Here’s how to help teens build resilience:
- Encourage open communication. Foster a safe space for your child to express their emotions, feelings, and challenges. Remind them that their feelings are valid and okay, and avoid the urge to try to “fix” their difficult emotions. Instead, show them they can trust and rely on you to hear their concerns in a safe and nonreactive way.
- Listen. When a teen tries to tell you something, pay attention. They may be reaching out for practical help or an empathetic ear. Ask them questions about how they’re feeling, and listen to the answers without an agenda. The time to intervene is when they specifically ask you for solutions, or if you think they may be at risk for violence, self-harm, or suicide. Issues like these need to be taken seriously and require immediate therapeutic intervention.

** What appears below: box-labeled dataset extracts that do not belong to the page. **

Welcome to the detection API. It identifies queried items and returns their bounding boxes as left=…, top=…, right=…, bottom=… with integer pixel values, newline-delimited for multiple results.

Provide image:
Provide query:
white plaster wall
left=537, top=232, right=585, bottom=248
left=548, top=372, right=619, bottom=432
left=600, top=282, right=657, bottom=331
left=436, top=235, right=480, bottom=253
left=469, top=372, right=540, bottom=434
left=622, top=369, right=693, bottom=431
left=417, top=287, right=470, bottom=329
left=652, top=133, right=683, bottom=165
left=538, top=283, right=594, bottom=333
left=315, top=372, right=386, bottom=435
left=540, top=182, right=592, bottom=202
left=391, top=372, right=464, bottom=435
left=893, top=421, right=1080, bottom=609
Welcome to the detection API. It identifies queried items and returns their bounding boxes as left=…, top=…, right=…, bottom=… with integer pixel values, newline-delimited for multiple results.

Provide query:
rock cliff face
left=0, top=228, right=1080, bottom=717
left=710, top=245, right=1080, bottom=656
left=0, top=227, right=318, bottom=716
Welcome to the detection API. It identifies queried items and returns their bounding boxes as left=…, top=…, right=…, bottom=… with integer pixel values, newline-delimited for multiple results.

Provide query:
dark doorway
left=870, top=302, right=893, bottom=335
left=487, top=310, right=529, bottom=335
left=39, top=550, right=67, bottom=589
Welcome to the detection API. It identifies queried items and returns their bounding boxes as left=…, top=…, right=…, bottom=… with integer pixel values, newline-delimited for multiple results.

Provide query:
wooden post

- Provide helpful coping tools. Introduce and model concepts like mindfulness and breathing. Help them understand that their thoughts are not who they are, and teach them to name and acknowledge their different emotions. These are basic but powerful tools that go a long way in combating shame, anxiety, and depression.
- Acknowledge their strengths. Teens often need help remembering they are worthy and deserving of compassion from others and themselves. Remind your child of the wonderful parts about them, including things they may see as weaknesses, such as sensitivity. Teens who value and accept themselves are more likely to navigate future challenges with success.

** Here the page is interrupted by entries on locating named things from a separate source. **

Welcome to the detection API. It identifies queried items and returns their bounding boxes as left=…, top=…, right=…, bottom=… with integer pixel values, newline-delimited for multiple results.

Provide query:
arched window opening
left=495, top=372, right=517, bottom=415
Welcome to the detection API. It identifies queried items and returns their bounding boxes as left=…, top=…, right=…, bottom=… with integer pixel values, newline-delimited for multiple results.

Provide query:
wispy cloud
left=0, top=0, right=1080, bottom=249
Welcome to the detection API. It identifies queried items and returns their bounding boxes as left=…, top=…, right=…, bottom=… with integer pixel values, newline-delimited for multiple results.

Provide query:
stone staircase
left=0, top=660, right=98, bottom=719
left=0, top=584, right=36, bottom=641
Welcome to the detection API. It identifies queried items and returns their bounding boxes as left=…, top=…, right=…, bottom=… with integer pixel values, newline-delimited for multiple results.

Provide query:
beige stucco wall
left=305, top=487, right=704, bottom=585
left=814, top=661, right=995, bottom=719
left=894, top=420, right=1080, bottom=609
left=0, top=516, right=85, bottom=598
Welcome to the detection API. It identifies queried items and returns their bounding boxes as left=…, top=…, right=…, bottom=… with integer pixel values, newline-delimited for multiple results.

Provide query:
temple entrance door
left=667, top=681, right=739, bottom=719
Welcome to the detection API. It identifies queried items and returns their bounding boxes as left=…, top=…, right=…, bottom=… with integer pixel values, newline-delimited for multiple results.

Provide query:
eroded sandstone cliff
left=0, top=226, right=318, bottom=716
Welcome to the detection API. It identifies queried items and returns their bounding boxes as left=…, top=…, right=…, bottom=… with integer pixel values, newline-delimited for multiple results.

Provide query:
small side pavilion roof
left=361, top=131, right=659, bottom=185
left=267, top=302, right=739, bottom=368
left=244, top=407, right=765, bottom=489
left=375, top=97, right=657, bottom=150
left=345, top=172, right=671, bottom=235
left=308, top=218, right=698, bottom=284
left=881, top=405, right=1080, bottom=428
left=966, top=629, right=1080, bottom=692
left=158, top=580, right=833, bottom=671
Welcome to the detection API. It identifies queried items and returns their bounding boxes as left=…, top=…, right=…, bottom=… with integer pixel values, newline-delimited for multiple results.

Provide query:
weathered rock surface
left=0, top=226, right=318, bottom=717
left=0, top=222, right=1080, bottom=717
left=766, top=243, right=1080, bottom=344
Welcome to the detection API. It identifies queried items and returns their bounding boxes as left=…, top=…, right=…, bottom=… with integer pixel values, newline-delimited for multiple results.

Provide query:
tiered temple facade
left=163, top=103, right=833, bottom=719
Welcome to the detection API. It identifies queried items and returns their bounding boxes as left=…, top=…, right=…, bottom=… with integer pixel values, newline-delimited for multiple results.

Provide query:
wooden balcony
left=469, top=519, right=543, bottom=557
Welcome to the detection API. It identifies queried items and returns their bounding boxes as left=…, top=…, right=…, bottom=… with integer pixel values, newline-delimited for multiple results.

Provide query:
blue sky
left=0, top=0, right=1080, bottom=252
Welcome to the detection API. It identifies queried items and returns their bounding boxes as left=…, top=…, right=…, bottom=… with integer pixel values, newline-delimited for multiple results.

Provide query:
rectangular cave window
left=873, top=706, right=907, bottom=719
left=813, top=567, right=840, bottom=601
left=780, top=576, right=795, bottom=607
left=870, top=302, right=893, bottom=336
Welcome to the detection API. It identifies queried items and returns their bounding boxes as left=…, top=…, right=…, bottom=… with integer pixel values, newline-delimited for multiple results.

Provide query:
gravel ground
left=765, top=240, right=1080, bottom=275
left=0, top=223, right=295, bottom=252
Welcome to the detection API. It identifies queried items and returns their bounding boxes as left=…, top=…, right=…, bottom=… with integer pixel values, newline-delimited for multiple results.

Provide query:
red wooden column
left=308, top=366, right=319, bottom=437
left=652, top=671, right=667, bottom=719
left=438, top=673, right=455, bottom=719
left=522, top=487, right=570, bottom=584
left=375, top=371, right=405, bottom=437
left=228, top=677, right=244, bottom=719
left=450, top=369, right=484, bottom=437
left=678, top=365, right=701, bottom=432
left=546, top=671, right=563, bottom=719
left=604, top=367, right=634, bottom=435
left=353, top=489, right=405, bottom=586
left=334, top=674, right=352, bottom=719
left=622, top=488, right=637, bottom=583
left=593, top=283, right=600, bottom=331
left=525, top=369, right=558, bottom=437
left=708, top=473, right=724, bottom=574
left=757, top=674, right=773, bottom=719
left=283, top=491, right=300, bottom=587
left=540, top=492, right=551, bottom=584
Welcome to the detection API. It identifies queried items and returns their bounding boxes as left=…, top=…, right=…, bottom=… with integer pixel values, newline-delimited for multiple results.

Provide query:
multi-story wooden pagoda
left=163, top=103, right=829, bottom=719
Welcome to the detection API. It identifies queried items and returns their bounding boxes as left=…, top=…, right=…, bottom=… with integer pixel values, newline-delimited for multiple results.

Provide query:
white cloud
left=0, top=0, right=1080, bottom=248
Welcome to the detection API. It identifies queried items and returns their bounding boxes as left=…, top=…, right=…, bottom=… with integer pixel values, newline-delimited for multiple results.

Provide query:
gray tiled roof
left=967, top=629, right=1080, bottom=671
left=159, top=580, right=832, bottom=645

- Integrate healthy habits into family life. Building healthy habits for the whole family can look like providing nourishing food for your teen’s developing brain, taking cooking or art classes together, or spending more time in nature.
- Embrace failure. Teach teens that failure is a normal and expected part of being human. This can help them develop healthy attitudes around effort and vulnerability. Sure, succeeding on the first try feels great. But it’s rare. Research shows that people who shut down or stop trying after a failure are much less likely to find contentment and success in life. Help teens understand that their efforts and intentions are brave and worthwhile—and much more important than the results.
Self-compassion
Self-compassion is the practice of acknowledging your own struggles without judgment or criticism, but instead with unconditional positive regard. Teens with higher levels of self-compassion have lower levels of depression and other mental health issues. Self-compassion also increases outward kindness, empathy, and a willingness to listen to differing perspectives.
Here are some ways to help teens develop self-compassion:
- Allow them to freely express a full range of emotions
- Listen to them without judgment or agenda
- Model kind self-talk
- Help them unpack shame and feelings of unworthiness, which block self-compassion
#2: Relationship Skills
Developing healthy and authentic relationships is a crucial aspect of mental health at any age. Relationship skills can take a long time to develop, and many of these life skills require self-awareness and trial and error. Supporting teens with basic skills like communication, active listening, and empathy will help them foster positive romantic relationships and close friendships.
The following skills are helpful for teens in cultivating caring and reciprocal relationships with family, friends, and romantic partners.
- Listening skills: Being a good listener is simple in theory, but in practice is one of the more challenging relationship skills to learn. You can model active listening for your teen by avoiding judgment, paying full attention when they speak, expressing interest in what they say, and asking them questions. Modeling healthy behaviors like these helps encourage your teen to bring these skills to all the relationships in their lives.
- Effective communication: Help your teen learn to communicate by encouraging honest and direct expression, allowing for emotional vulnerability, and fostering a safe space for them to ask for what they need.
- Empathy: Developing empathy for others will help your teen have mutually respectful relationships throughout their life. Empathy includes a desire to understand other people’s points of view without judgment, even though they may differ from your own.
- Personal accountability: Learning to take accountability and apologize for causing hurt or pain helps improve trust and longevity in relationships.
- Healthy boundaries: Setting boundaries is crucial for helping teens feel safe and respected in relationships. Boundaries can be sexual, physical, emotional, time-based, and more.
- Mutual care: Learning to select friendships and relationships based on care, reciprocity, and mutual respect takes time. Teens sometimes get involved in toxic friendships as a result of their deep-seated need to fit in and belong with their peers. Parents can help them navigate this process by gently encouraging them to find supportive and loving relationships.

#3: Executive Functioning Skills
Executive functioning skills are controlled mainly by the frontal lobe of the brain and refer to a diverse group of skills involving planning and organization. Teen brains aren’t fully developed yet, and executive functioning is one of the last sets of skills to form.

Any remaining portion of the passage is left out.